Obvious way to speed up huge logisitic regression?

The following (incredibly simple) logistic regression model is something I’d like to expand to a more complex error-in-variables model with a missclassified outcome. However, this is only worth doing if I can get the simpler model running fast enough (working with 150k - 500k observations). Is there any obvious way to speed up this QR parameterized logistic model below?

data {
    int<lower=0> N;                     // number of observations
    int<lower=0> P;                     // number of columns of design matrix
    int<lower=0,upper=1> Y[N];          // binary outcome
    matrix[N,P] Q;                      // design matrix Q factor
    matrix[P,P] Rinv;                   // design matrix R factor inverse
}

parameters {
    vector[P] beta_twiddle;             // coefficients alt parameterization
}

transformed parameters {
    vector[P] beta;                     // coefficents standard parameterization
    vector[N] mu;                       // linear predictor
    beta = Rinv * beta_twiddle;
    mu = Q * beta_twiddle;
}
model {
    beta ~ normal(0,10);

    Y ~ bernoulli_logit(mu);
}

One immediate thought is to calculate the transformed parameters after the fact, which would require a prior on beta_twiddle rather than beta.

Would the trick in section 28.8 (“Exploiting Sufficient Statistics”) in the manual help here? Where instead of

Y ~ bernoulli_logit(mu);

you would do

sum(Y) ~ binomial(N,logit(mu));

?

Interesting suggestion, I will have to think about this! The first wrinkle is that for the missclassification model I’ll have to instead consider a distribution over the sufficient statistic, which would slow things down a bit, but still could be much faster.

Oh, nope my suggestion won’t work; that trick applies when there is a single probability to express as the parameter of the binomial. Is there maybe a smaller set of unique values for mu on which you can loop over using this trick?

Unfortunately the design matrix is quite dense so I can’t see how to only consider a finite number of values for mu…

In the short-term, I’d appreciate a suggestion for the appropriate prior to put on beta_twiddle so I can save the multliplication. Or perhaps there’s a matvec specialized for triangular matrices?

You should try to exploit sparsity of your design matrix if possible.
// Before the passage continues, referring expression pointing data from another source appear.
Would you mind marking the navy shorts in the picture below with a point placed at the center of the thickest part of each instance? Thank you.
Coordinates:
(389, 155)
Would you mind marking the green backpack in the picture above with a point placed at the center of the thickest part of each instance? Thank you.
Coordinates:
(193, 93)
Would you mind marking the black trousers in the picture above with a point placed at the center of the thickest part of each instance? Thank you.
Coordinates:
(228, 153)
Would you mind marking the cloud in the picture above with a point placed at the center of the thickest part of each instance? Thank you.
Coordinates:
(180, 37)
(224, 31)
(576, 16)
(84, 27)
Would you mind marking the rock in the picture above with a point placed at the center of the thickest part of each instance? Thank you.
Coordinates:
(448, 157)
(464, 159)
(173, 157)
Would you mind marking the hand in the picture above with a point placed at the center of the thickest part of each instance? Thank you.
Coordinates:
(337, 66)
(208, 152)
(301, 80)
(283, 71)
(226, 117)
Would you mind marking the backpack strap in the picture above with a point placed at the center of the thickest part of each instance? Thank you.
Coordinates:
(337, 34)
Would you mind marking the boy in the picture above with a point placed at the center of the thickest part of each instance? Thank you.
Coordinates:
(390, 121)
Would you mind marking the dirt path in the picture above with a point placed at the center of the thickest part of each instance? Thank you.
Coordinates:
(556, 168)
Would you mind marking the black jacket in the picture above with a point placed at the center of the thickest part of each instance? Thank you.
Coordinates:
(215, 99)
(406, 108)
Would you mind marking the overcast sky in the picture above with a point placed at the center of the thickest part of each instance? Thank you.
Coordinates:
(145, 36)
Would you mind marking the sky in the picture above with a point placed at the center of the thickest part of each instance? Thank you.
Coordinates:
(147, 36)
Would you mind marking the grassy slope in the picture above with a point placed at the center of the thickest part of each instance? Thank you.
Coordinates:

There is a multiply_lower_tri function in stan-math… so you could only use it via C++ and it is going to run efficiently with the next 2.18 version if I recall correctly (maybe I am wrong and it runs already ok in 2.17, but some of these functions were improved).

If Rinv or Q are sparse, you could use the CSR multiply function.

You might also want to look into how @bgoodri coded priors for these kinds of models in RStanArm. That does the QR decomposition behind the scenes.

Good suggestion, I will look into this.

Will definitely look into this, cheers.